Companies have a ton of capital at their disposal right now, and they’re not being shy about spending it.
So far this year, firms in the benchmark S&P 500 have spent more than $2.5 trillion — or roughly 10% of their total market cap — on dividends, share buybacks, and M&A, according to UBS.
Call it the holy trifecta of corporate actions that make shareholders salivate, since they’re normally associated with stock appreciation. Aided by the massive tax law passed by the GOP earlier this year, companies are clearly taking advantage of the windfall.
Yet while their behavior is a net positive for stock investors, not all sectors are created equal. UBS notes that technology and healthcare account for nearly half of the $2.5 trillion corporate flow referenced above.

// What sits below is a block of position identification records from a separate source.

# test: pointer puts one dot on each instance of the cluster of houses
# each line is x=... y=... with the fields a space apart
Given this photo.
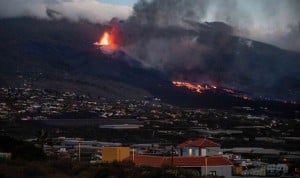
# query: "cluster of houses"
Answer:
x=202 y=156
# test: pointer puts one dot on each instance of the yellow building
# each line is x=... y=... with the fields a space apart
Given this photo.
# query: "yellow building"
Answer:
x=110 y=154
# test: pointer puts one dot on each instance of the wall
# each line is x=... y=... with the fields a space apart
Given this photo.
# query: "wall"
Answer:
x=225 y=171
x=110 y=154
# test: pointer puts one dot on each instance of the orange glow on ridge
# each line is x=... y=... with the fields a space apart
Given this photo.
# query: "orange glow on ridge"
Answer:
x=105 y=39
x=194 y=87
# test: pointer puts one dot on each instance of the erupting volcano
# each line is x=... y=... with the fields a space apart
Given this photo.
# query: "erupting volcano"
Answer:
x=110 y=39
x=106 y=39
x=107 y=42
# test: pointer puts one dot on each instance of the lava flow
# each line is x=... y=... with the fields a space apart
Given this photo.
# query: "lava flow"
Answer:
x=106 y=40
x=193 y=87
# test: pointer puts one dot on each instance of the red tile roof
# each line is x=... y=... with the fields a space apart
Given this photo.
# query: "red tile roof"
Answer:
x=202 y=143
x=158 y=161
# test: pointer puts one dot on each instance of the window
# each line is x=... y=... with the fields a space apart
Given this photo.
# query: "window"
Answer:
x=212 y=173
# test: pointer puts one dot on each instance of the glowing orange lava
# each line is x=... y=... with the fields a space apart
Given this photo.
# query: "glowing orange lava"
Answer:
x=107 y=42
x=194 y=87
x=105 y=39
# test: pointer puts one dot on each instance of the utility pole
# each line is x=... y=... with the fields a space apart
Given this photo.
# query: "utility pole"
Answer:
x=205 y=165
x=133 y=154
x=172 y=156
x=79 y=154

“The backdrop supports our overweights in Healthcare and Tech, as well as continued outperformance of growth and momentum strategies given such massive ‘flow’ to growth firms/funds and investors’ reinvesting the proceeds into stocks with strong fundamental momentum,” Keith Parker, the firm’s chief US equity strategist, said.

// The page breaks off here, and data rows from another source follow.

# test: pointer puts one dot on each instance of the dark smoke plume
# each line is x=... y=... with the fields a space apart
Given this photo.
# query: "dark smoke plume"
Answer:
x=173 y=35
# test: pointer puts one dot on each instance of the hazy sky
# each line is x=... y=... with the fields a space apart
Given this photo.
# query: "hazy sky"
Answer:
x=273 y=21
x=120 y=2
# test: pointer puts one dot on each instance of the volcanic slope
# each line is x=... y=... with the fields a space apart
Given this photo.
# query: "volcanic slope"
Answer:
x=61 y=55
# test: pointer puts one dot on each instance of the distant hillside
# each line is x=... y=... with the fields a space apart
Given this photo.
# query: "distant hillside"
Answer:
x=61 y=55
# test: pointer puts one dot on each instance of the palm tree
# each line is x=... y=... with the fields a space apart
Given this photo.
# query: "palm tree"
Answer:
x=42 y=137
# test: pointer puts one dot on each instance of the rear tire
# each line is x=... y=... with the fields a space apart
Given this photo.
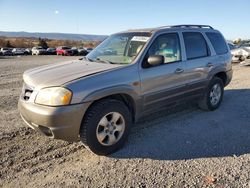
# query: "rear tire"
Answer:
x=106 y=126
x=213 y=95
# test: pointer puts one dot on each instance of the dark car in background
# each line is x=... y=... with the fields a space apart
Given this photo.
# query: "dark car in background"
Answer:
x=51 y=51
x=6 y=51
x=74 y=51
x=18 y=51
x=82 y=51
x=64 y=50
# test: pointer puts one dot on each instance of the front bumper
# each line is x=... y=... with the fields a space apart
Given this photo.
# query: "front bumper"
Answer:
x=56 y=122
x=229 y=76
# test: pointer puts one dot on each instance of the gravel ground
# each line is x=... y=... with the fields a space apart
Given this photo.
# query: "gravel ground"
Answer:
x=181 y=147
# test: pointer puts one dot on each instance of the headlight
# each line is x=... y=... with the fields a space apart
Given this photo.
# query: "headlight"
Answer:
x=54 y=96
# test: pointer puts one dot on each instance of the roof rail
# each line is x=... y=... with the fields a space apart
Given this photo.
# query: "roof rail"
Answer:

This makes the two industries more appealing relative to peers for two reasons. First, dividends and buybacks are income-driving activities that provide appreciation for shareholders, while M&A has historically been stock-accretive as well. The logic is simple: these are share-boosting measures, and the sectors that do them the most will likely see the biggest benefit.
Second, UBS finds that roughly 40% of sector returns are being driven by these so-called corporate flows. This implies that not only are investors being rewarded by companies, they’re actually seeking out the shares of companies most responsible for putting money to work.
This last part leads us to the next important step towards unpacking recent market activity: assessing how investors are reacting to this corporate flow influx.
UBS finds that money managers are buying so-called momentum stocks, or the firms that have risen the most in recent months. While using the momentum trade is an unabashed performance-chasing tactic that can get crushed in a down market, investors seem non-plussed about the risks, which implies expectations of further strength.
And as if the risk-taking behavior of investors wasn’t already pronounced, UBS finds that they’re also using corporate flow to cover existing short positions. Once again, this is a technique that works when the market is sailing along unperturbed, and can get hurt during rough patches. The mere fact that traders seem OK with it reaffirms just how confident they are.
With all of this established, the real question is what happens when corporate flow starts to slow down. Given forecasts for the effect of tax reform to fade by next year, investors may find out the answer sooner than later.